Looking at anger is a bit like looking at a target after the bullet missed the mark. Missing the target is the result of something that went on before, probably having to do with the aiming of the gun. We’ve gone over the order of events, relative to the way we see. First, we have an ideal. Second, we use the methods of self to achieve the ideal. Third, we try to measure our success, then we end up with an emotion as the result. Where does that anger and guilt boil up from? Well, if a person goes along with the methodology trolls on side number one—being belligerent, demanding, and so on—then the trolls from the other side jump up and produce guilt, shame, and regret. If a person goes along with the methodology trolls on side number two—tolerance, obedience, self blame—then the trolls from the other side will eventually boil over and produce anger.

Rather than work on anger management, or guilt and regret counseling, I prefer to check out the way we see things, events, others, because a person’s perception is where it’s at. If you have a car that’s blowing clouds of blue-gray smoke out of the tailpipe, would you try to work on the exhaust system? Forget about the exhaust system! Let the other people work on the exhaust. I want to look further back in the chain of events to see what’s going on. There is no substitute for the way one sees.

PARTICIPANT: Do you think that it would be beneficial to those gang type kids if they could be exposed to the type of discussions that we’re having? That is, if they could listen to you that it would turn them around. Maybe counselors could be trained for this.

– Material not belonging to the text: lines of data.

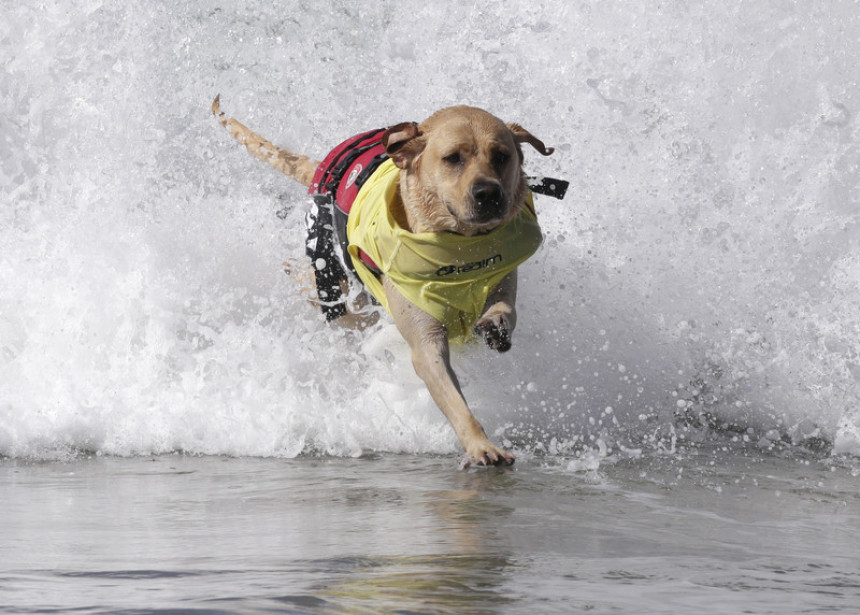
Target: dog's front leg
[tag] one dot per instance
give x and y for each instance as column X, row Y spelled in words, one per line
column 499, row 319
column 428, row 342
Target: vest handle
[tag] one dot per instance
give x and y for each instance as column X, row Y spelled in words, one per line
column 548, row 186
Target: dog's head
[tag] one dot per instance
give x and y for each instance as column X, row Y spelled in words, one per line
column 463, row 168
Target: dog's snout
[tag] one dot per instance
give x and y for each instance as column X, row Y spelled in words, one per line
column 487, row 196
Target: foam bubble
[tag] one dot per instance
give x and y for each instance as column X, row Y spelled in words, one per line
column 702, row 275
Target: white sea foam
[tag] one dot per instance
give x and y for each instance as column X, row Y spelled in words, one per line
column 706, row 261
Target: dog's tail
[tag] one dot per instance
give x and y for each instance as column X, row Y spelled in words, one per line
column 296, row 166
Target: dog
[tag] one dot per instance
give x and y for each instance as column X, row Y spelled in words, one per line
column 440, row 248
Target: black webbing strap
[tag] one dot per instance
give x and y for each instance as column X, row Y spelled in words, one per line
column 556, row 188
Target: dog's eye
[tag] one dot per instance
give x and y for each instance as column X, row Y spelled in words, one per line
column 500, row 158
column 453, row 159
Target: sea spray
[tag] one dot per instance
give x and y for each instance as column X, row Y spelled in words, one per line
column 700, row 279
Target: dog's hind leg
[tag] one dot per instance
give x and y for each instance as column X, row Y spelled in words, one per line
column 296, row 166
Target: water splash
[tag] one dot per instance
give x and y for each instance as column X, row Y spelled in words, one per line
column 702, row 277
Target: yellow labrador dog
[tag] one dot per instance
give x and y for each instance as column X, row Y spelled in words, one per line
column 439, row 216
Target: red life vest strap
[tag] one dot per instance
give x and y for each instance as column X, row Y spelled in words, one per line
column 342, row 174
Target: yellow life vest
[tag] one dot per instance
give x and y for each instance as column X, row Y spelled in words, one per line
column 447, row 275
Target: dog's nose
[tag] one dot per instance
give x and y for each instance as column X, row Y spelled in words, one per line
column 487, row 196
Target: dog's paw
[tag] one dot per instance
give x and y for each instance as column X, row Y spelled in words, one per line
column 495, row 332
column 486, row 454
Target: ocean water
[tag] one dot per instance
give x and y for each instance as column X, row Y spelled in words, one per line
column 181, row 432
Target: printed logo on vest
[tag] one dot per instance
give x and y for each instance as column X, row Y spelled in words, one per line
column 467, row 267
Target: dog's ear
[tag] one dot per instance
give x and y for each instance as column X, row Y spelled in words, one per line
column 402, row 143
column 521, row 135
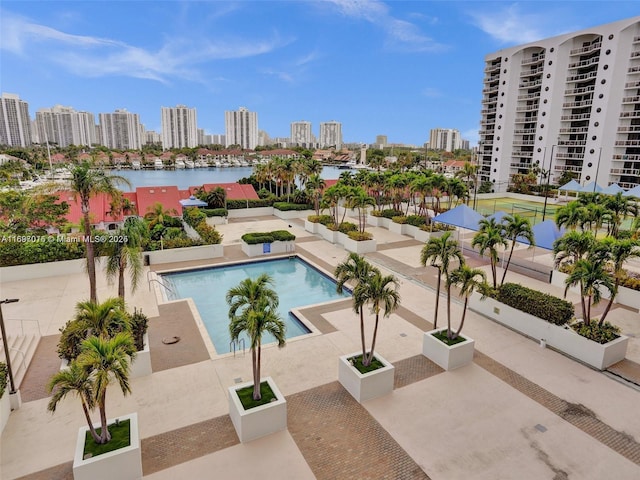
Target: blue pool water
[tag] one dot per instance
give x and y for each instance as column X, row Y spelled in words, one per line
column 296, row 282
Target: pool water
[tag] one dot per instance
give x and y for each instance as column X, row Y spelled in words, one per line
column 296, row 282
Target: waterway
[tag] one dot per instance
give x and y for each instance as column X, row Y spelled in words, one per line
column 186, row 178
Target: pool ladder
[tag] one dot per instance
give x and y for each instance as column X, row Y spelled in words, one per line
column 235, row 345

WW: So far, I haven’t done well at turning anyone around. I don’t have any reason to expect that some street gang member would do any better than anyone else. In addition to that, where are you going to find counselors? All of the counselors I’ve seen are trained by people in institutions that believe in high ideals and working backwards! How could councilors pass this line of teaching on to someone else when the councilors themselves believe in ideals, methods of achievement, and measuring success or failure? That’s the way institutions have always worked and that’s the way it will always be. I’ll go further and state that institutions must function that way, otherwise they wouldn’t be institutions, would they?

PARTICIPANT: It just seems to be a shame that there are people out there who could use this teaching that can’t get exposure to it.

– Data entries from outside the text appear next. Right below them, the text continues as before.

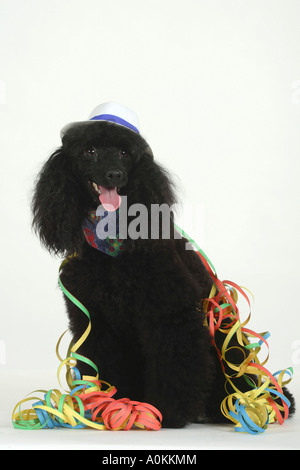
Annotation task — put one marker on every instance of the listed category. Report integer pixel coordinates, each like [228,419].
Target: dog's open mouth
[108,197]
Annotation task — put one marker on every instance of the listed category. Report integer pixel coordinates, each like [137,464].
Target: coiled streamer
[89,401]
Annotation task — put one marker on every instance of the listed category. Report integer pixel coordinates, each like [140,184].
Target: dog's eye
[123,153]
[90,152]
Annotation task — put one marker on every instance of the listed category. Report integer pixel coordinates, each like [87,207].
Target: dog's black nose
[114,176]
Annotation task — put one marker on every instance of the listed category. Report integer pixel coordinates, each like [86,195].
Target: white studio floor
[15,386]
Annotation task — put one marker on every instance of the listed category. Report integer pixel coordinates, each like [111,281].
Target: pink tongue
[109,198]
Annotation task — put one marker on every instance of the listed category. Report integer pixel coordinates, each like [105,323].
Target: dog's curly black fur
[147,335]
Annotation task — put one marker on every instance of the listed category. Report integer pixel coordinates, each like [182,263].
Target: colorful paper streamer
[89,401]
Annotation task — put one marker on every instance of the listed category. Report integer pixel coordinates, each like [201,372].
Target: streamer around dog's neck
[109,246]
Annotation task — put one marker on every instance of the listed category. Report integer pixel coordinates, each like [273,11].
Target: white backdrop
[216,85]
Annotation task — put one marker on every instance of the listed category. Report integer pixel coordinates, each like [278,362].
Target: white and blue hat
[110,112]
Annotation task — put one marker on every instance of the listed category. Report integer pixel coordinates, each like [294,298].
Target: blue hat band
[116,119]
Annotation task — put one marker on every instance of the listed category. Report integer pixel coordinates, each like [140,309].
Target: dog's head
[96,164]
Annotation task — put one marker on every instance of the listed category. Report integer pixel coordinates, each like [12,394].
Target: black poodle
[144,294]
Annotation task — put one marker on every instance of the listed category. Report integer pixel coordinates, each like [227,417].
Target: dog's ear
[58,205]
[148,152]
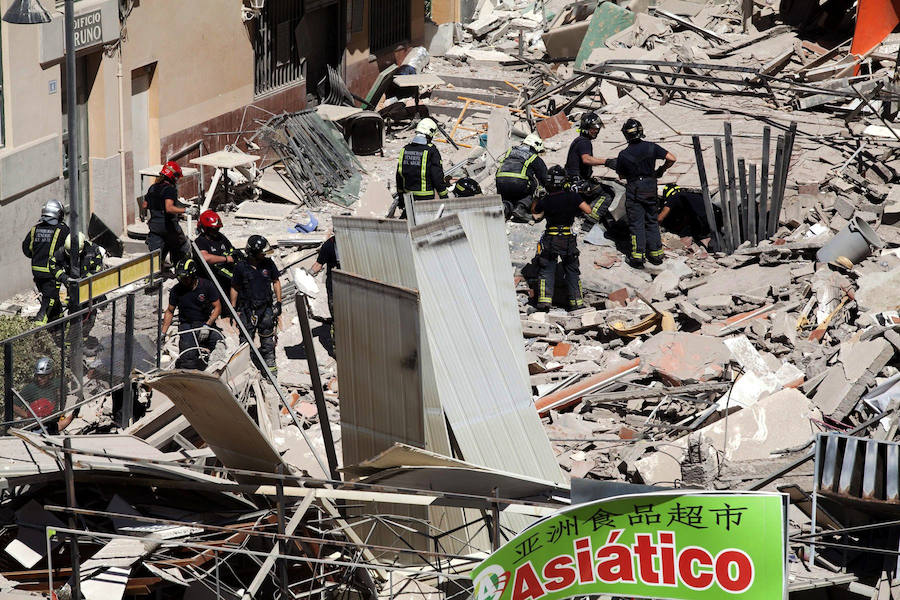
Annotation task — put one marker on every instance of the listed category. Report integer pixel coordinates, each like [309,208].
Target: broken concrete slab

WW: It would be very difficult for someone to get this on their own, but if they wanted it enough, they’d find it. Delta urges us every day, we trip over it every day, but we stand up and dust ourselves off, then go on as if nothing happened.

PARTICIPANT: How about going out on a limb and tell us what you would do as far as conventional treatment of gang members.

WW: Okay. I always do what I perceive as being in my best interest. Did you ever try to do something that was not in your best interest? It’s very, very difficult. These gang members are doing what they see is in their best interest. They may be wrong about it being in their best interest, but that is nonetheless what they are doing. The best thing that I’ve heard of is counseling sessions run by prison convicts. We’ve probably all seen or heard of these programs. In the big picture, aren’t the prison inmates showing the gang members that their lifestyle is not in their best interest over the long term? Some people are just unreachable and will end up in prison. It’s just the way it is. We can’t fix everything. There are plenty of people and programs out there to fix society and very little information on seeing differently. I’ll stick with seeing differently, I can let someone else fix the gang members.